As a primary care physician, I support using data for quality improvement and research. But when I recently helped a family medicine resident complete a research project, flaws in our current system became evident.
Her chart review was focused on women in prenatal care who had no health insurance at my workplace, the Somerset West Community Health Centre in Ottawa. Despite a very well-designed study and reasonable record keeping at our practice, we were unable to determine whether uninsured women received different care than women with insurance.
The issue was caused by scattered records of care and our difficulties keeping tack of the women’s insurance status, which often changed throughout the pregnancy. The resident and I wondered if in the future, the clinicians could make notes about each woman’s insurance status on the antenatal record. This thought led to a discussion with our clinical team about what information should be collected and recorded in our medical charts, when and by whom. It’s not the first time we’ve talked about this issue.
We work in a Community Health Centre (CHC), where our funders and provincial association insist that we complete many “required fields” in our electronic records each time we see a patient.
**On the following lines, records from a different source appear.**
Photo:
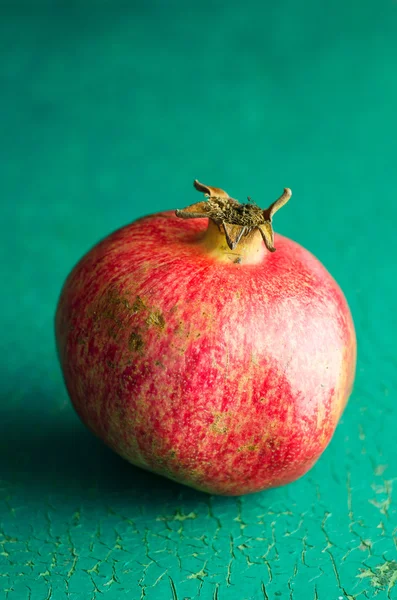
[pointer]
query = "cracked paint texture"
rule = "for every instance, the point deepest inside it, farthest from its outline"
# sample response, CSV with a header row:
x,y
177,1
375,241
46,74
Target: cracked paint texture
x,y
76,521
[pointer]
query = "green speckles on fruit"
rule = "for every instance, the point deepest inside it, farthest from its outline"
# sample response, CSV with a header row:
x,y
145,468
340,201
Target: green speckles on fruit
x,y
138,305
135,342
248,448
218,425
156,319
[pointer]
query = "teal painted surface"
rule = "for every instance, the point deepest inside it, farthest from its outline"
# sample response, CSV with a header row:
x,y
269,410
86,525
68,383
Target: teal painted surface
x,y
108,111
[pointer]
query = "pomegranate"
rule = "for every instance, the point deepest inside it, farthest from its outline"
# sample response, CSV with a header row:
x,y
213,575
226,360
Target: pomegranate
x,y
197,352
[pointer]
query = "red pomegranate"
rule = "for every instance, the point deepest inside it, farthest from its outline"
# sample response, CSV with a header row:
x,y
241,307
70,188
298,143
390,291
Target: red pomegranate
x,y
196,352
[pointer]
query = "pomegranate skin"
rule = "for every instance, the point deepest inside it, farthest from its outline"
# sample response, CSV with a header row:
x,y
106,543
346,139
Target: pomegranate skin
x,y
229,378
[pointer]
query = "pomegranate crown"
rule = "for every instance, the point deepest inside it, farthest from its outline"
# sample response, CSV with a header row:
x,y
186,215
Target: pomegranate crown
x,y
237,220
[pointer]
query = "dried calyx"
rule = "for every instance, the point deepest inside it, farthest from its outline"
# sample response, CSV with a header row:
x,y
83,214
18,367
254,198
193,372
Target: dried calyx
x,y
238,220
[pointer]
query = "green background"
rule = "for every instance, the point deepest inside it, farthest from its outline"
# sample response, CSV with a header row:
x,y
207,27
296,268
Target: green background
x,y
108,110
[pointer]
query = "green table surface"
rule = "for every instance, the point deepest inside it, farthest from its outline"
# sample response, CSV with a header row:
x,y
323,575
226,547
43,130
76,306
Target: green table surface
x,y
108,111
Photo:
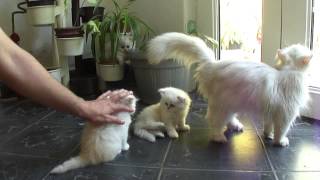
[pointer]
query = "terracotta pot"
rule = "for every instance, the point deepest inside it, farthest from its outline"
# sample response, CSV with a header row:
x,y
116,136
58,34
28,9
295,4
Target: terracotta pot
x,y
41,12
70,41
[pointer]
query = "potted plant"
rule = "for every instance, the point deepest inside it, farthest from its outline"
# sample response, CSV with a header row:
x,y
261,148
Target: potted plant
x,y
106,37
70,40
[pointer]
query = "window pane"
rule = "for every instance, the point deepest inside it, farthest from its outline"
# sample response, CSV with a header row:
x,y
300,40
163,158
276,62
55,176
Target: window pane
x,y
315,63
240,29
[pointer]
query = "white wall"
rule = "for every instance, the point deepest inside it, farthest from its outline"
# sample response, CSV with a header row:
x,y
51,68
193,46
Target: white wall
x,y
35,40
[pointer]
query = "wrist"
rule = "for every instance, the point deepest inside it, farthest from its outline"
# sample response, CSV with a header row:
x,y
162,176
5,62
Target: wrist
x,y
81,108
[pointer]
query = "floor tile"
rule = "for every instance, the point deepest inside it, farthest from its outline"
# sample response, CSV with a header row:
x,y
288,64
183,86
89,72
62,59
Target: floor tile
x,y
303,154
16,119
244,151
7,104
16,167
45,139
174,174
299,175
108,172
143,153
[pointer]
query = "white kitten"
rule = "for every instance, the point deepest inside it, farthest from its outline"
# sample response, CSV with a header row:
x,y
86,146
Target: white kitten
x,y
275,96
170,113
126,45
101,143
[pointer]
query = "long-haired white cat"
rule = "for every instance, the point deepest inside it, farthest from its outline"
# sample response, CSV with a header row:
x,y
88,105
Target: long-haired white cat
x,y
101,143
169,114
275,96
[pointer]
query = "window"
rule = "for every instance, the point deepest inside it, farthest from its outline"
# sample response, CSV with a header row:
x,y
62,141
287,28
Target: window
x,y
240,29
314,72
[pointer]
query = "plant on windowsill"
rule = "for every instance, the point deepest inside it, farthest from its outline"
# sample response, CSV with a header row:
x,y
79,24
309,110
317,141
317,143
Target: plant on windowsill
x,y
70,40
106,36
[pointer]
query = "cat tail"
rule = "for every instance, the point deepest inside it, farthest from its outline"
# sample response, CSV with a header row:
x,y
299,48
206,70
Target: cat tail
x,y
73,163
180,47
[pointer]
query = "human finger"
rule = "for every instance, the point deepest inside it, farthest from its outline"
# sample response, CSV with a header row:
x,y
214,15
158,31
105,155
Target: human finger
x,y
105,95
121,108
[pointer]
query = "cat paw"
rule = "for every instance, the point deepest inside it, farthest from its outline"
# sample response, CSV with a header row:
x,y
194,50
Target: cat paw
x,y
159,134
185,128
283,142
126,147
173,134
151,139
237,126
57,170
268,135
221,138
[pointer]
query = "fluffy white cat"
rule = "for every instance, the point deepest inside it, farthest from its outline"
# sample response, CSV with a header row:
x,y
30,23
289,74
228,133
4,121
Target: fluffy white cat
x,y
126,45
101,143
169,114
273,95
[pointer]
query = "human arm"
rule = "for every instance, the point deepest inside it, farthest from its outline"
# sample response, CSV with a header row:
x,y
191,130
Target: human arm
x,y
23,73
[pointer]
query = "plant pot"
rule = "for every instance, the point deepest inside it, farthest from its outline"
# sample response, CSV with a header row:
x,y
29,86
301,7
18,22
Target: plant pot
x,y
55,73
70,41
110,72
88,12
150,78
41,12
83,84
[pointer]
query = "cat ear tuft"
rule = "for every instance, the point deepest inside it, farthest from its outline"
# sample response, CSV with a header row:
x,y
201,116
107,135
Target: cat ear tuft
x,y
280,55
162,91
306,60
181,99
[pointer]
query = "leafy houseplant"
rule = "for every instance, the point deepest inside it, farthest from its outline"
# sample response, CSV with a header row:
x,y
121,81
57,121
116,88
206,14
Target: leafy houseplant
x,y
109,31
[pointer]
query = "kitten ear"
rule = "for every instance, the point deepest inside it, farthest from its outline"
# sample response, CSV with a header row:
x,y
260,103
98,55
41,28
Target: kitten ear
x,y
181,99
306,59
162,91
281,55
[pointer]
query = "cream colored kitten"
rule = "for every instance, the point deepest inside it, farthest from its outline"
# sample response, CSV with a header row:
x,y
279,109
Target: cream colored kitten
x,y
169,114
272,95
101,143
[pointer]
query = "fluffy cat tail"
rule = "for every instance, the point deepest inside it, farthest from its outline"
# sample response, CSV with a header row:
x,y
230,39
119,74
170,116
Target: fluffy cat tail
x,y
182,48
73,163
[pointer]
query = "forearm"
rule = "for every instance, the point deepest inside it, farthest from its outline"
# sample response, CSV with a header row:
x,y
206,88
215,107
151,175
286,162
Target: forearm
x,y
24,74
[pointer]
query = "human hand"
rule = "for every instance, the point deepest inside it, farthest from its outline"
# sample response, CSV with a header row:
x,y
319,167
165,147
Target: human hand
x,y
102,109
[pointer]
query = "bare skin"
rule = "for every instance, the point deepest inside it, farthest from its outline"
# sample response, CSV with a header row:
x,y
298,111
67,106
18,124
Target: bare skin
x,y
23,73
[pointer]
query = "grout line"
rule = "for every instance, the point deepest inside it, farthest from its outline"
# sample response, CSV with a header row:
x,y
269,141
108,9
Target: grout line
x,y
214,170
164,159
266,152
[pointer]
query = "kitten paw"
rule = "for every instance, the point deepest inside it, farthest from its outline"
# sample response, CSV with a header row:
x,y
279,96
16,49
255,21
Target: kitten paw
x,y
159,134
236,126
173,134
126,147
58,169
221,138
283,142
185,128
268,135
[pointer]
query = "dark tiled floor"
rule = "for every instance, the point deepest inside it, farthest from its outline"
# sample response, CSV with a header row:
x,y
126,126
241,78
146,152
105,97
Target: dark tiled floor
x,y
33,139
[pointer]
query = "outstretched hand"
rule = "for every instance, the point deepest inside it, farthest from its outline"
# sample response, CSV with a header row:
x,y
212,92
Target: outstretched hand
x,y
103,109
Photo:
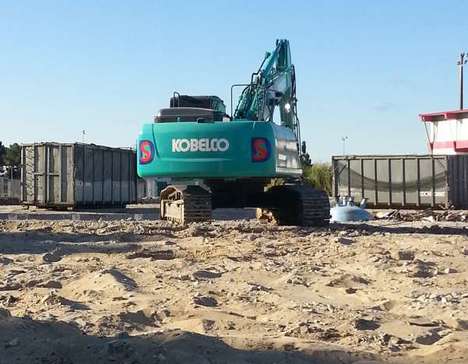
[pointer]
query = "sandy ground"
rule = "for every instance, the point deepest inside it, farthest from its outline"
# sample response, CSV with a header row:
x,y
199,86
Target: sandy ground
x,y
233,291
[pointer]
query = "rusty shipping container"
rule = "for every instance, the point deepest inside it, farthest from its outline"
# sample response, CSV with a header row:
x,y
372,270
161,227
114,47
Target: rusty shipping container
x,y
403,181
58,175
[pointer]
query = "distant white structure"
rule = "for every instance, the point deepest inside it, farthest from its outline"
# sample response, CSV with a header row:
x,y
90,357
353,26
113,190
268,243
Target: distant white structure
x,y
447,131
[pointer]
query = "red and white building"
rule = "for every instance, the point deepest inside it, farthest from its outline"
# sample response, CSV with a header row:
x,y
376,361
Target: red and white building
x,y
447,131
The information we enter is used by our CHC and the provincial organization of CHCs for quality improvement, by our funders for accountability, and (with the appropriate ethical and privacy safeguards in place) by researchers.
Many of these fields, including the reason for the visit, the services provided, the language spoken in the encounter, the assessments and the procedures performed, require us to choose from a drop-down menu or search a list of diagnostic codes.
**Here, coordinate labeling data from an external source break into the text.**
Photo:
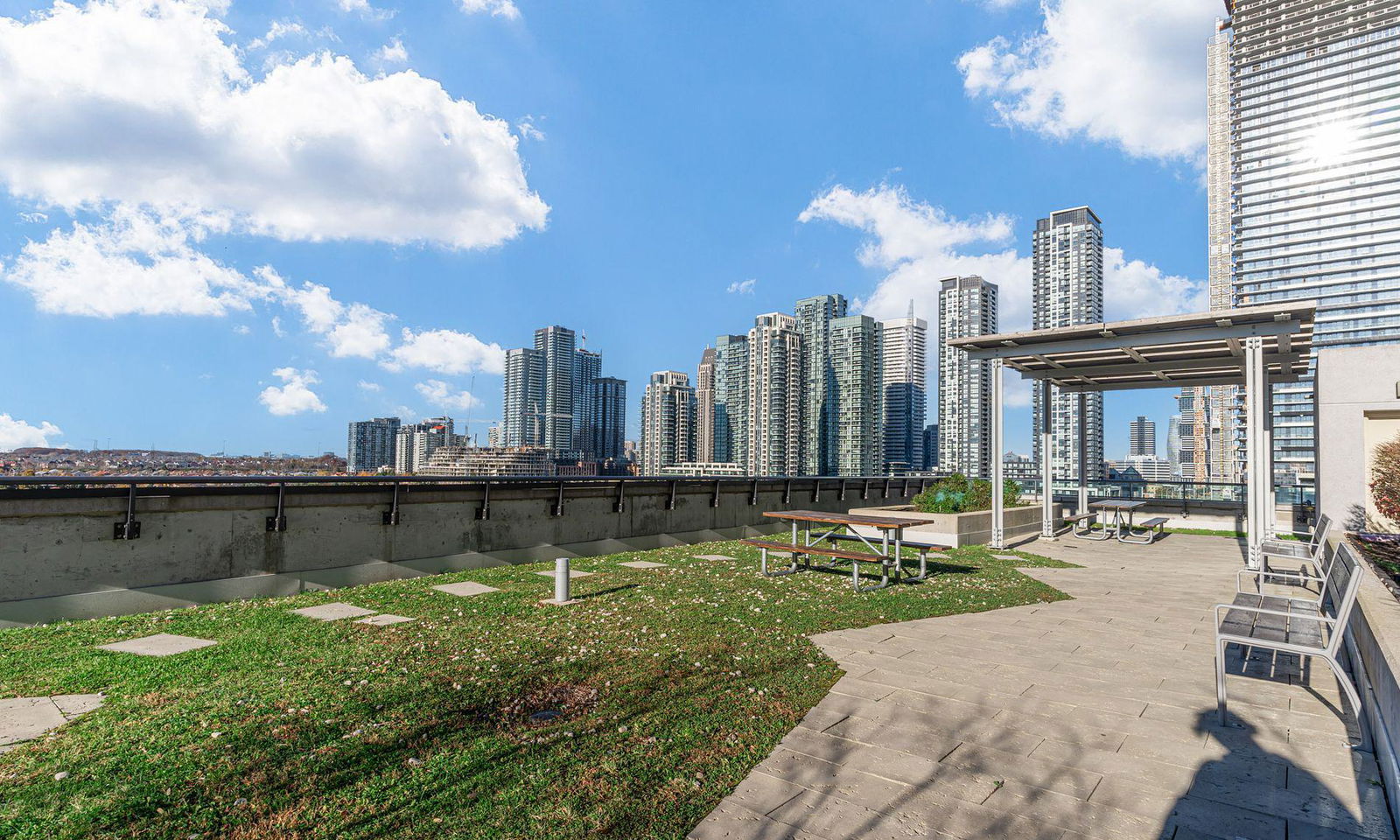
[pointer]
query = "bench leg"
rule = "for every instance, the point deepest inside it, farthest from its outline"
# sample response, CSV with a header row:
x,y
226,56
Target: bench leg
x,y
1346,686
1220,678
763,564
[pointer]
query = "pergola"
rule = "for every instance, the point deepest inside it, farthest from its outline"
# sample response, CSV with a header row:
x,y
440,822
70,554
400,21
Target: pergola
x,y
1252,347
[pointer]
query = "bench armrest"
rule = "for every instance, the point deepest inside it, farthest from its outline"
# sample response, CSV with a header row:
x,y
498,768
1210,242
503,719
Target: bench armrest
x,y
1273,574
1271,612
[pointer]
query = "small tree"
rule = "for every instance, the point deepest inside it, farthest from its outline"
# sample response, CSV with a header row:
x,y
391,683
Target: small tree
x,y
1385,480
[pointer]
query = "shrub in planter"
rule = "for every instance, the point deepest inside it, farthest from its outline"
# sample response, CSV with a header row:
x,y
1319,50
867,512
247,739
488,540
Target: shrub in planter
x,y
959,494
1385,480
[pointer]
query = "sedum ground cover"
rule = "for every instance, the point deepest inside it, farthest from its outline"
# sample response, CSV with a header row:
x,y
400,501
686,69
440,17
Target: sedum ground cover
x,y
629,714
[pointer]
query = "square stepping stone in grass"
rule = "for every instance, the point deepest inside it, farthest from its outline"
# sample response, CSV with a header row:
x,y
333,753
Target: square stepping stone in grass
x,y
161,644
333,612
384,620
466,588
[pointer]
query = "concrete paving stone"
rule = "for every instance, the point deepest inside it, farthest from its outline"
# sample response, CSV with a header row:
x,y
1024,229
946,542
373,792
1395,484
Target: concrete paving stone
x,y
25,718
830,779
384,620
1225,819
333,612
74,706
161,644
1073,814
858,688
1033,772
466,588
762,793
1116,683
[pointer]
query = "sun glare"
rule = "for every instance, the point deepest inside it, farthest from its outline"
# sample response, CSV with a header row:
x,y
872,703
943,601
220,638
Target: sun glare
x,y
1327,144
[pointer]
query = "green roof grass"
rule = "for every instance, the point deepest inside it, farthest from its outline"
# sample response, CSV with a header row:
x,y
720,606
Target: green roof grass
x,y
660,690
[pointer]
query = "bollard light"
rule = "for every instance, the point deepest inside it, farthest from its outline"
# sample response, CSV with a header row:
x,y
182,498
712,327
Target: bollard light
x,y
562,580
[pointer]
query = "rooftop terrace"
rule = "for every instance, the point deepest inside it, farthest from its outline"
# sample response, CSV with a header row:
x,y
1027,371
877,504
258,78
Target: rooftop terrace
x,y
693,697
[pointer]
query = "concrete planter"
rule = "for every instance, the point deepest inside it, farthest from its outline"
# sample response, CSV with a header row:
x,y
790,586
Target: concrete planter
x,y
959,529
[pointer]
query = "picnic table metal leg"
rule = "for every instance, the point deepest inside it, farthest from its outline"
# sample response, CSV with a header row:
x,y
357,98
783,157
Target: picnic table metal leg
x,y
763,564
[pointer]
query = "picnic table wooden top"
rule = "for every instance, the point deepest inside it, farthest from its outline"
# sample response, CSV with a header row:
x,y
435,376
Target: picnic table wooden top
x,y
884,522
1120,504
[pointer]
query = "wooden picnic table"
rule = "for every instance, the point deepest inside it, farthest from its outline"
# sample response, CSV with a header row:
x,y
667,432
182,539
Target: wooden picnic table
x,y
886,550
1117,508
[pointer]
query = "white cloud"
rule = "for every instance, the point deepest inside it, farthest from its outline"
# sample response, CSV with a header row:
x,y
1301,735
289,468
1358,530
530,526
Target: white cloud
x,y
16,434
364,10
441,396
504,9
144,102
133,265
1134,289
350,329
917,245
294,396
528,130
445,352
275,32
392,52
1124,74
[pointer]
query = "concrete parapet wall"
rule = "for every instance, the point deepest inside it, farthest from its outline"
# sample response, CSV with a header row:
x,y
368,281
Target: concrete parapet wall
x,y
60,542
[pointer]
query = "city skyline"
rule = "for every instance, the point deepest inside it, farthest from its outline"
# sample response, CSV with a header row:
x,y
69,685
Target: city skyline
x,y
282,333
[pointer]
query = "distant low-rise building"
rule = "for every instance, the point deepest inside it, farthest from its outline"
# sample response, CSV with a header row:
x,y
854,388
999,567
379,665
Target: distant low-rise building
x,y
489,461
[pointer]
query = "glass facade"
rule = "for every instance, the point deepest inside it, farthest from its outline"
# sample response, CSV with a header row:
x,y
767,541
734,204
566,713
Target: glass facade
x,y
1315,181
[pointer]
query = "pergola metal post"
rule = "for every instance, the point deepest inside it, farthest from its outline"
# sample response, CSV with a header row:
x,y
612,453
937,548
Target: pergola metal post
x,y
1084,454
998,513
1046,445
1255,445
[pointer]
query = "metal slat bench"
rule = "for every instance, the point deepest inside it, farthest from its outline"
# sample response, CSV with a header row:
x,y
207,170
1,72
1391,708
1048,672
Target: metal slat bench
x,y
1301,626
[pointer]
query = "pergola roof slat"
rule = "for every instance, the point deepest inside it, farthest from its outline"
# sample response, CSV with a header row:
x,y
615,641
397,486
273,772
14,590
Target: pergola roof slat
x,y
1180,350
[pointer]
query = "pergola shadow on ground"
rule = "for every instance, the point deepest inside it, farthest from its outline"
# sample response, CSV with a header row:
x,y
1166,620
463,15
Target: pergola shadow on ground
x,y
1092,718
1250,347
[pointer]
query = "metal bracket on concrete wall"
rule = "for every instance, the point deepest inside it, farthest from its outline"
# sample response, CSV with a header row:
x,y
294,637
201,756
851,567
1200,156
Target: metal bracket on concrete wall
x,y
277,522
130,528
391,517
485,511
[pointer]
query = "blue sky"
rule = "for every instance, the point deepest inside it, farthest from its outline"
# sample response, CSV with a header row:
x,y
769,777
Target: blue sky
x,y
448,175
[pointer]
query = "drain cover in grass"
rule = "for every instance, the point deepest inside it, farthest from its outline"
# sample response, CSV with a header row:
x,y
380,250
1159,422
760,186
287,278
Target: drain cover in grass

As clinicians, we grumble about this time-consuming process and question whether it contributes anything to clinical care. We would much rather write a free-text SOAP (Subjective Objective Analysis Plan) note. It’s faster, much more like what we did when we had paper records, and lets us use terminology and abbreviations that we already know.
However, what is easy and fast for us to do in the clinic may not be very useful for other purposes such as research and quality improvement. When the Canadian Institute for Health Information conducted a study that involved extracting data from electronic medical records in many different primary health care practices across the country, they discovered that most primary care practices free-texted, and that cleaning and making sense of the data were prohibitively expensive and time consuming. The Canadian Primary Care Sentinel Surveillance Network is a cross-Canada electronic medical record surveillance system and research network for participating family practices. The network has dealt with the conundrum of making sense of EMR records by limiting the number of conditions examined and developing algorithms to identify patients with these conditions.
How much standardized information should primary health care clinicians record? Or maybe the real question is, how much standardized information will primary health care clinicians record? I haven’t done any measurements of the time it takes to do free-text SOAP charting vs clicking and picking from menus, but I’m confident that the latter takes longer in almost every situation. Our days are already pretty full, and none of us wishes to spend more time with our computer than with our patients, unless we can see the value of the exercise to ourselves and to our patients, both now and in the future.
I’d propose the following standards for data fields clinicians are expected to complete:
- The information should be useful at the point of care, either now or in the future.
- Terminology should be consistent with usual point of care terminology in primary health care in Canada.
- Search engines for pick-lists should be as user friendly as possible (for example, they should be able to find words that are contained in a phrase, not only the first word of the phrase).
- Redundancy or double-entering data should be avoided at all costs.
- Standardized data entered by clinicians that is mandated by their organization or an outside body should actually be used regularly by the organization or the outside body.
- Entering the data should be done by the primary care provider only if no technologic process exists to generate it or no one else in the organization can do it.
I love data, research and improving care. And I love to be able to prove that I’ve done what I claim to be doing. But I also love getting home before midnight after a day in the clinic!